[ Baden Soellingen ]

Colours Presentation
421,439 and 441 Squadrons
On 4 May 1973, 421, 439 and 441 Squadrons were presented their colours by His Royal Highness Prince Phillip the Duke of Edinburgh. 450 officers and men of the three squadrons, the Canadian Forces Central Band, and the CFB Ottawa Pipe Band participated in the ceremony. Gunners of the Royal Canadian Horse Artillery fired a 21 gun Royal Salute and 36 CF-104s participated in the fly past.

History of Colours

Colours have been in use for centuries and were the result of two practical requirements: the need of some mark or distinction between units and the need of a conspicuous rallying point in battle. In very early times Banners and Standards such as the Roman Eagle served to show the position of the Commander. The Colour was trooped or paraded before the ranks in order that every man might readily recognize it.

Within the British Military, the first regimental colours appeared in the seventeenth century. Since 1881 these flags have no longer been carried into battle.

The Canadian system of colours emulates that of the British Military.

The Squadron Colour is based on a "fringed and tasseled silken banner" created by His late Majesty King George VI to mark the twenty fifth anniversary of the Royal Air Force in 1943.

Squadrons qualify for the award of colours after twenty five years of service, or for especially meritorious operations.

The practice of consecrating colours is of very long standing and because of this religious significance the Colour becomes not only a sign of loyalty and achievement, but also a sign and symbol of fellowship with God.
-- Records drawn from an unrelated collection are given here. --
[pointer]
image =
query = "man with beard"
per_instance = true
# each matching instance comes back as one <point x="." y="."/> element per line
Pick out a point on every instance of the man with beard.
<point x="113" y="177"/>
The fact that colours are laid up after service in a public or sacred building is indicative of the reverence in which they are held. They are saluted by all soldiers, and always move under an armed guard. They are in fact, a Squadron's most prized possession.

For each Squadron, its Colour is the shrine of its traditions, a memorial to the devotion and sacrifices of the men of the Squadron in years gone by, and an inspiration to those who serve. The Colour is to be honoured as a symbol of the trust which the Sovereign places in the Squadron, and as an emblem of its achievements.

Blessing of the Colours

It has been the custom of people at all times to make for themselves signs and emblems of their allegiance to those who govern them. These symbols are a continuing reminder of our duty to uphold the laws of good government of our nations which we, by oath before god, swear to obey.

Following this ancient tradition, we come together to ask God's blessing upon this Standard.

We acknowledge that this Standard symbolizes our duty toward our Sovereign and our Country. We pray that it may never be unfurled except in a just and righteous cause. May it always be to those who follow it, a sign of God's presence in all dangers and distresses, for we know him to be our Creator and our final Hope.


0 God, all-powerful and eternal, Creator of Heaven and Earth, hear our prayers and bless this Standard bestowed upon this Squadron. May you protect us and remind us of our duty and pledge to serve you and our brothers and sisters. May this Standard be a symbol of courage for those who put their confidence in you, for you alone have the power to put an end to all wars. We ask this in the name of Jesus Christ, your Son, who lives and reigns with you in the unity of the Holy Spirit, for ever and ever.